Profforma – Em sua opinião, e tendo acompanhado o trabalho desenvolvido pelos CFAE, a formação de professores tem acompanhado as reais necessidades dos Agrupamentos e Escolas?

JV – Estaremos, provavelmente, numa fase de transição em termos de prevalência das lógicas de formação contínua dominantes. Diria que, da transição de uma lógica de formação contínua especialmente centrada nas necessidades e interesses individuais dos educadores e professores para uma lógica de formação contínua como resposta às necessidades da organização-escola e em que estas necessidades formativas tenderão a decorrer da estratégia de desenvolvimento da escola ou de microrredes de escolas e das dinâmicas educativas que estas pretendem implementar de acordo com os seus objetivos estratégicos e planos de ação. Não significa que não deva haver espaço para a oferta e procura formativas baseadas em interesses individuais; claro que sim, mas a formação de tipo avulsa não deve ser a prevalente. A formação contínua deverá afirmar-se como um recurso inovador do desenvolvimento da escola que se afirma na dimensão incremental da ação pedagógica e na sustentação da criação local de respostas educativas contextualizadas.

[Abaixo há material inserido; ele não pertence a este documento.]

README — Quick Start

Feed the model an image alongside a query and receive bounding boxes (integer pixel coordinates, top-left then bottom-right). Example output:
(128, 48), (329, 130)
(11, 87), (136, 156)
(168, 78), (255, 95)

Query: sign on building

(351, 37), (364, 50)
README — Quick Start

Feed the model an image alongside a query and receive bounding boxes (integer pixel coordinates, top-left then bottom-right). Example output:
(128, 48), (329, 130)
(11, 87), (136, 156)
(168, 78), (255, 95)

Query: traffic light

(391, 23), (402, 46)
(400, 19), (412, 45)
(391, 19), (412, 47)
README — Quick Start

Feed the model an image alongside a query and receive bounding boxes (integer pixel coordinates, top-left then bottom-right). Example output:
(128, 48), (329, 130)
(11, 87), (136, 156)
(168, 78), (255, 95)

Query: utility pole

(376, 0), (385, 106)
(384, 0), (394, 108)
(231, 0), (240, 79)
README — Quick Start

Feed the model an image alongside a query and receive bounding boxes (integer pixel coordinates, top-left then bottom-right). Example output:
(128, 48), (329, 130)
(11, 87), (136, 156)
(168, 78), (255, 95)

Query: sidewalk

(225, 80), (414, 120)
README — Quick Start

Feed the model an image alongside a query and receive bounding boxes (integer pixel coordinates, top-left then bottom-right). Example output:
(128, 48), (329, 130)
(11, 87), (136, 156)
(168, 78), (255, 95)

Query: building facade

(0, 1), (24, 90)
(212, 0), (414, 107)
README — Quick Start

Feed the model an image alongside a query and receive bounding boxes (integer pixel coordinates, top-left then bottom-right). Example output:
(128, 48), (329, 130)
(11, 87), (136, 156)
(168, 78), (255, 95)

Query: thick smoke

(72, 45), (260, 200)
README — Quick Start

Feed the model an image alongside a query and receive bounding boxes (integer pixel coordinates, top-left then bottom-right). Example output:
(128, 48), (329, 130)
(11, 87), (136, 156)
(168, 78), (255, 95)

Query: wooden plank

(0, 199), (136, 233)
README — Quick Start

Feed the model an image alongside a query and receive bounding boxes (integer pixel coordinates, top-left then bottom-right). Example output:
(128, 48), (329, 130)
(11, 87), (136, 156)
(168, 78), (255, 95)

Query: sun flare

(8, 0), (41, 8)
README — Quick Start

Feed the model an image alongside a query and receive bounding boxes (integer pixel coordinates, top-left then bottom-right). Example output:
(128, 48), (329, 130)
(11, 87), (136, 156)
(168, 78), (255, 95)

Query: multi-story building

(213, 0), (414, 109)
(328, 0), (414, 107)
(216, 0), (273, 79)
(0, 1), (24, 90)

Profforma – Sabemos que a Escola tem de, simultaneamente, promover a mudança/ preparar o futuro e manter a segurança e a matriz cultural de um povo. Em sua opinião, a Escola portuguesa tem sido capaz de promover este equilíbrio?

JV – Claramente. Foi, no contexto português, dos sistemas sociais que mais evoluiu nas últimas décadas. Não nos foquemos apenas no ponto onde nos encontramos, mas também no ponto onde estávamos há 50-60 anos atrás. Recordemos que em Portugal a taxa de escolarização aos 15 anos passou de 13,0% em 1960/61 para 99,9% atualmente. O que já se alcançou num tempo tão curto é na verdade notável e deixa-nos a garantia que seremos capazes de continuar a fazer progressos significativos no nosso sistema educativo.

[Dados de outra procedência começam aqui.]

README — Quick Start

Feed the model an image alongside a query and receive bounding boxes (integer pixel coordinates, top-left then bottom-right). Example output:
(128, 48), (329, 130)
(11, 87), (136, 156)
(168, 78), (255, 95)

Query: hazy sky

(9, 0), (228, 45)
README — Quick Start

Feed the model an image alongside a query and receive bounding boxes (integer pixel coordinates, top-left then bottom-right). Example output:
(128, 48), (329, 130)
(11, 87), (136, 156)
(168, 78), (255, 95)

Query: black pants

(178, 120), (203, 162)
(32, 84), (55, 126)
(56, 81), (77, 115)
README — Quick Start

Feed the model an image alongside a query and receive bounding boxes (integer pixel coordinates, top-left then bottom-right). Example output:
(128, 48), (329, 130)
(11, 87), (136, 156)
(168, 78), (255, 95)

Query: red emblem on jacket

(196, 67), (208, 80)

Profforma – Apesar de muitas tentativas de mudança de práticas, e de mentalidades, muitas Escolas e Agrupamentos, e incluímos alunos e encarregados de educação, vivem focados nas classificações dos alunos e, sobretudo, nos resultados dos exames onde, infelizmente, o PASEO é ignorado. Como vê esta realidade?

JV – Os paradigmas avaliativos são naturalmente induzidos pelos modelos externos de regulação, e ainda mais quando estes são de natureza coerciva, como é o caso dos exames do 9º ano e do ensino secundário, e que desde há vários anos imperam no nosso modelo educativo. Na verdade, os exames enquanto instrumentos de regulação educativa nacional são depósitos de uma visão para a educação e de governo da educação e antes disso de fabricação de modos de ação e trabalho docente que por serem objeto de escrutínio público podem expor os docentes e as escolas a beliscaduras de reputação irreversíveis. A excessiva preocupação pelo sucesso dos alunos nas provas externas tende a determinar o currículo e a sua abordagem e, muitas vezes, esta influência exerce-se não só no ano de escolaridade em causa, mas também sobre anos precedentes gerando o que alguns autores designam de ‘efeito de refluxo’. A prevalecerem no futuro, talvez uma das possíveis chaves resida numa lógica ecológica de provas cuja estratégia escolar, para a superação dos desafios que nelas estão colocados, dificilmente possa contornar abordagens curriculares orientadas pelo referencial de competências do Perfil dos Alunos à Saída da Escolaridade Obrigatória.